Fallen
When she closes her eyes, ruby-coloured mist swirls behind them. Her stomach is in knots; her legs are aching with the effort to keep them splayed in the stirrups. She never thought that she'd end up being the patient. She never thought she'd end up hearing the news instead of telling it.
It started with a dull ache on one side – this sort of occasionally-stabbing pain that she never much thought of. At 38 years old, Addison Montgomery was focused on her career; on her dying marriage; on her budding relationship with her intern, who turned out to later become her wife. She never really paid attention to the fact that her period became erratic or that she started to bleed during her ovulation cycle. She never paid attention to the dull back pain or to the fact that sometimes she shit five times a day or sometimes it took almost a week to pass anything. If she had noticed these things, she would have sworn that it was due to stress, a change in diet, something. No one wants to admit there's something off. No one wants to slow down, and Addison was a person for whom slowing down would have equaled death.

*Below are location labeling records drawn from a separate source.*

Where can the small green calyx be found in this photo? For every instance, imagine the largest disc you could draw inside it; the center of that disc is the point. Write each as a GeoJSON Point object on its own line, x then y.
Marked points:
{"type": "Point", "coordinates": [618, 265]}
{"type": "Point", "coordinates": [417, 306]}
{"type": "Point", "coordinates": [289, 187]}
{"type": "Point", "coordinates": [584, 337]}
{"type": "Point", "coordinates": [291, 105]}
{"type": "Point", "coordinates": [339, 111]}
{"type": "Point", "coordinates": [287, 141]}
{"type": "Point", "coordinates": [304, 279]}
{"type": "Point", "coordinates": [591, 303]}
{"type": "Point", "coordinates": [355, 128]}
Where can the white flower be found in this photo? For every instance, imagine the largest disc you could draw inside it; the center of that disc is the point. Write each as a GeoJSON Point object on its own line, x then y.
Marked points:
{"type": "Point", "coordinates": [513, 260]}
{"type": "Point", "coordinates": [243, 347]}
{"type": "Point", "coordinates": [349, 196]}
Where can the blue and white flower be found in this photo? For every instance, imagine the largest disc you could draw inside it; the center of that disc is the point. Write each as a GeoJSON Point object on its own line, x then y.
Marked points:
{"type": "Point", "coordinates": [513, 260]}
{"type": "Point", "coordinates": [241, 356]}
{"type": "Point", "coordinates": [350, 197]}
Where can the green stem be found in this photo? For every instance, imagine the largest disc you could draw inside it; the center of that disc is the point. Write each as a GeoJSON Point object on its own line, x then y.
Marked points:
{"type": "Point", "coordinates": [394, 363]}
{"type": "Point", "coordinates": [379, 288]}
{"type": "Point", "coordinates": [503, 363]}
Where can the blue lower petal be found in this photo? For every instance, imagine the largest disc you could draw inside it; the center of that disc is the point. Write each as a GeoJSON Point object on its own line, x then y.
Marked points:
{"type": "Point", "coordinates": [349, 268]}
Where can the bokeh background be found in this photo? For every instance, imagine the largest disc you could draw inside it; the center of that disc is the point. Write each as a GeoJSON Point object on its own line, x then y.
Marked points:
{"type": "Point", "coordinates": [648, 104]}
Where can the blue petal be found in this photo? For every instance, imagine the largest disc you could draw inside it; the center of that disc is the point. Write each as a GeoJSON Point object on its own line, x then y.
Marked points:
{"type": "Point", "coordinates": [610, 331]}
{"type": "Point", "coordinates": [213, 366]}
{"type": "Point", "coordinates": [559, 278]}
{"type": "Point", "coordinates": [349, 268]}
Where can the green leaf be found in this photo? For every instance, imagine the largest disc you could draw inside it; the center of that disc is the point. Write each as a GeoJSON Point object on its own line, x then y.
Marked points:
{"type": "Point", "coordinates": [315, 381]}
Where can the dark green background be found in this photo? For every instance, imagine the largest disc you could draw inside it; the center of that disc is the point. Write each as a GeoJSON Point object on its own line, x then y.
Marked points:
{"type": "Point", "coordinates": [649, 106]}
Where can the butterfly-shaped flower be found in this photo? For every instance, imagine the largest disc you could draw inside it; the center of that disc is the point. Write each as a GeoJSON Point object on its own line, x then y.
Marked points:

So, she let it go. And she enjoyed life, and it was only when she realized that the pain was getting worse, not better, and she was slightly nauseated the majority of the time that something may be up. This also coincided with the fact that she had missed her annual gynecological appointment. After several tests over several weeks, Addison was called back into the office. And now the pretty doctor staring into her vagina raises her head and regards Addison with soft brown eyes, opening her mouth to speak.
It doesn't matter. Addison already knows what she's going to say before she even opens her mouth. She closes her eyes and tries to close her ears to the news, but she can hear it through her ruby fog anyway.
"I'm so sorry, Dr. Montgomery. You've got ovarian cancer."
And just like that, her world tumbles down.